This is the rare 17th Amendment case. I have not gotten to that part of the ruling yet. 

The trial court found that  John Rust had a right to ballot access under the first and 17th amendments and under Article I section 23. I tend to agree on the first two, and disagree on the state claim; I am confident the 3-2 majority will cite Collins v Day, which has eviscerated section 23.

The Supreme Court took jurisdiction and stayed the ruling, so Rust has been removed from the ballot.

Ooh! I wonder if Trump  has any comment.

Then a few weeks ago they formally ruled that Rust is off the ballot, but the written opinions were only announced yesterday (as I write this first draft anyway, it was yesterday.) And I should be doing chores right now instead of diving into this case, but I'm finding it intellectually interesting. More later as Maron would say.

The opinion begins by citing Term Limits v Thornton, which it then fails to follow.

Standard of Review  Here, the Affiliation Statute is cloaked with “the presumption of constitutionality until clearly overcome by a contrary showing.” Horner v. Curry, 125 N.E.3d 584, 588 (Ind. 2019). 

I think that is error. That's not the  Anderson v Celebrezze standard, relied on in Trump v Anderson. And that error contaminates all the reasoning that follows. The Anderson test was also used in Crawford v. Marion County Election Board. I have not read the briefs, but a reasonable argument can be made for strict scrutiny due to the severe burden on voting rights.

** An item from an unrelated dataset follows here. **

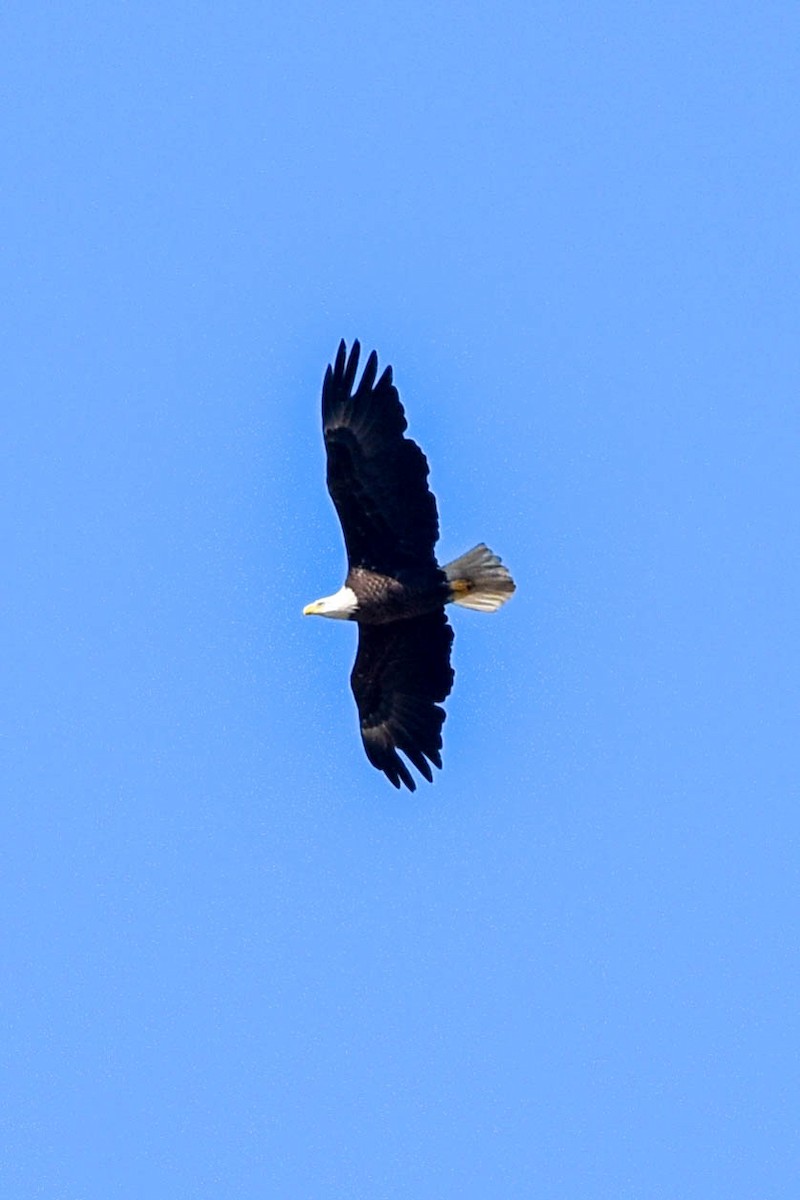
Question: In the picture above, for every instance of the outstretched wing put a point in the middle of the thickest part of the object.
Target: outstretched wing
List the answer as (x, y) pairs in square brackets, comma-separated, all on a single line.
[(401, 671), (377, 478)]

Splintered parties and unrestrained factionalism may do significant damage to the fabric of government.” storer v brown. Here, the Court acts to splinter the party and remove a restraint on factionalism. Instead of a primary, Hoosier GOP voters such as myself face a coronation. I personally would prefer to vote for a queer egg farmer than one of our incumbent congressmen. 

 As it happens, the remaining candidate is affiliated with a twice-impeached former president who is continuing his attempt to overthrow the government. Very recently in Trump v. Anderson the US Supreme Court reversed the state of Colorado as to Trump's ballot access. Because these cases were being written at the same time, the Indiana case does not reference the Trump case at all. Yet the Trump case is now the controlling authority, and the Indiana case may need to be re-written.

It does have some good parts.

We start with first principles of free association. The First Amendment, “applicable to the States through the Fourteenth Amendment,” Reed v. Town of Gilbert, 576 U.S. 155, 163 (2015), prohibits the government from “abridging the freedom of speech, or of the press; or the right of the people peaceably to assemble, and to petition the Government for a redress of grievances,” U.S. CONST. amend. I. 

It's going to take me hours to work through this, and I have pressing chores and it's already past noon. Is there any way to make this time billable? I don't think so. I could move to intervene.

add an interests of amicus paragraph here later.


I suspect that procedurally the right thing to do is a motion for reconsideration in light of Trump v Anderson.